Texas Health and Human Services Provider Finance has released its fees for dental Medicaid codes for 2025, according to an Oct. 23 report by Texas Dentists for Medicaid Reform.
Here are five things to know:
1. The fee for code D0145: oral evaluation will be $54.58 in 2025, down from $142.07 in 2024.
2. The fee for code D0160: exam will be $41.25 in 2025, up from $35.32 in 2024.
3. Other commonly used codes, including D1110, D1120, D2391, D2392, D0210 and D2930, will remain the same in 2025 as they were in 2024.
4. The updated fees take effect March 1, 2025.
5. View the full report here.
Source: Texas dental Medicaid program announces 2025 rates: 5 things to know / Becker’s Dental + DSO Review
This past week was rough for Texas Medicaid Providers.
First hearing that Dentaquest is violating the mandate for full “Access to care” for children was rough. Second hearing the fee’s for 2025 did not move and many respects despite record inflation were reduced.
A few thoughts and concerns that I think the Medicaid provider community needs to address.
First: When decisions are made by Texas HHSC, where are the dental voices. Every time a decision by HHSC is made, it seems the treating dental community nor the patients receiving the care are consulted. It appears the only voices heard or sought after are the DMO’s. The DMO’s are not in the trenches and have no idea the concerns and struggles of the providers and their patients.
For HHSC to reduce the D0145 fee to $54 from $152 is criminal. Not because the fee went down by 200%, but because years ago providers and the state sought desperately to treat the under 3 population better and to get them better dental care and more comprehensive care. The first dental home visit was created because if you teach kids early, and catch early childhood caries early, you can help prevent a lifetime of dental problems. There are forms and a long list of criteria that is addressed on each visit. The program has not only been a comprehensive preventive stroke of genius, but has been very effective . It gave the provider a fair fee and the ability to spend the time necessary to provide comprehensive care to those under three. All this work has been forgotten, because the only voice HHSC is hearing is the voice of DMO’s.

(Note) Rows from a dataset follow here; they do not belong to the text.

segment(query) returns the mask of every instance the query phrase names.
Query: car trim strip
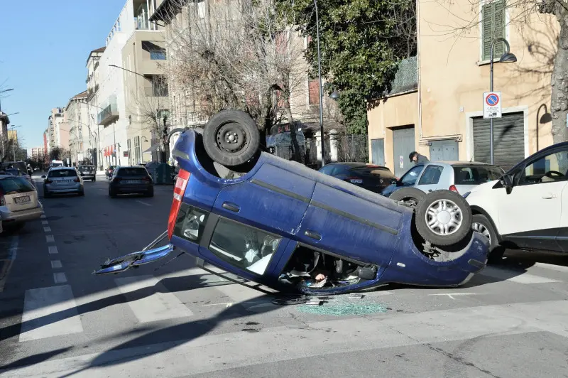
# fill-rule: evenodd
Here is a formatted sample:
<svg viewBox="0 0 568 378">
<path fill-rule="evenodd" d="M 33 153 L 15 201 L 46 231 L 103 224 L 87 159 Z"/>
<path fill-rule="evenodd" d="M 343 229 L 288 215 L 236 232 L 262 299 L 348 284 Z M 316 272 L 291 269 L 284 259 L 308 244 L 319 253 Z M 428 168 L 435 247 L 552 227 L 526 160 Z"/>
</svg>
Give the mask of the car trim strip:
<svg viewBox="0 0 568 378">
<path fill-rule="evenodd" d="M 307 197 L 304 197 L 303 195 L 300 195 L 299 194 L 296 194 L 294 192 L 290 192 L 289 190 L 286 190 L 285 189 L 283 189 L 281 188 L 278 188 L 278 186 L 275 186 L 272 184 L 269 184 L 268 183 L 265 183 L 264 181 L 261 181 L 256 178 L 253 178 L 251 180 L 251 183 L 258 185 L 258 186 L 261 186 L 266 189 L 269 189 L 271 190 L 273 190 L 278 193 L 283 194 L 284 195 L 287 195 L 288 197 L 292 197 L 295 200 L 298 200 L 305 203 L 310 203 L 310 198 Z"/>
<path fill-rule="evenodd" d="M 340 210 L 339 209 L 336 209 L 335 207 L 332 207 L 331 206 L 328 206 L 322 202 L 319 202 L 317 201 L 312 201 L 310 200 L 310 198 L 304 197 L 302 195 L 300 195 L 295 193 L 290 192 L 289 190 L 286 190 L 285 189 L 282 189 L 281 188 L 278 188 L 278 186 L 273 185 L 272 184 L 269 184 L 268 183 L 265 183 L 264 181 L 261 181 L 256 178 L 253 178 L 251 180 L 251 183 L 258 185 L 258 186 L 261 186 L 263 188 L 266 188 L 266 189 L 269 189 L 271 190 L 273 190 L 276 193 L 283 194 L 284 195 L 287 195 L 288 197 L 291 197 L 296 200 L 300 200 L 303 202 L 312 205 L 317 207 L 320 207 L 324 210 L 327 210 L 331 212 L 334 212 L 339 216 L 344 217 L 346 218 L 350 219 L 351 220 L 354 220 L 355 222 L 359 222 L 359 223 L 363 223 L 364 225 L 366 225 L 367 226 L 371 226 L 371 227 L 376 228 L 377 230 L 380 230 L 381 231 L 385 231 L 388 232 L 389 234 L 393 234 L 393 235 L 398 234 L 398 230 L 394 228 L 389 227 L 388 226 L 383 226 L 383 225 L 379 225 L 378 223 L 375 223 L 374 222 L 371 222 L 368 220 L 366 220 L 365 218 L 361 218 L 361 217 L 357 217 L 356 215 L 354 215 L 352 214 L 349 214 L 349 212 L 346 212 L 344 211 Z"/>
<path fill-rule="evenodd" d="M 331 206 L 328 206 L 324 203 L 322 203 L 317 201 L 312 201 L 312 205 L 313 205 L 317 207 L 320 207 L 324 210 L 327 210 L 330 212 L 334 212 L 335 214 L 340 215 L 342 217 L 344 217 L 351 220 L 354 220 L 355 222 L 359 222 L 359 223 L 363 223 L 364 225 L 366 225 L 367 226 L 371 226 L 371 227 L 374 227 L 377 230 L 385 231 L 386 232 L 388 232 L 389 234 L 393 234 L 393 235 L 398 234 L 398 230 L 395 230 L 394 228 L 390 228 L 388 226 L 383 226 L 383 225 L 379 225 L 378 223 L 375 223 L 374 222 L 371 222 L 365 218 L 361 218 L 361 217 L 354 215 L 353 214 L 349 214 L 349 212 L 340 210 L 339 209 L 336 209 L 335 207 L 332 207 Z"/>
</svg>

Second: It is my understanding the manifesto, goal, and aim of the program is dental access to care, and utilization of dental preventive services. It is a given that quality of care, and medical necessity of care also goes hand in hand with these objectives. If the number one goal of the program is access to care, and the utilization rates still are not 100%, how does any intermediary begin to limit number of providers, thus automatically reducing access to care. Does Texas have 100% utilization every six months? No. Was HHSC consulted on this decision? Were the dental providers consulted on this decision? How was this decision made when it violates the very purpose of the Medicaid dental program and the legislative mandates of the state. The very dentists who helped bring the utilization numbers up over the past few years, are now being punished for executing the states stated and mandated goals and objectives. The very DMO who has pushed us to increase access to care and utilization of preventive services no reverses on those legal mandates in Texas? How does that happen?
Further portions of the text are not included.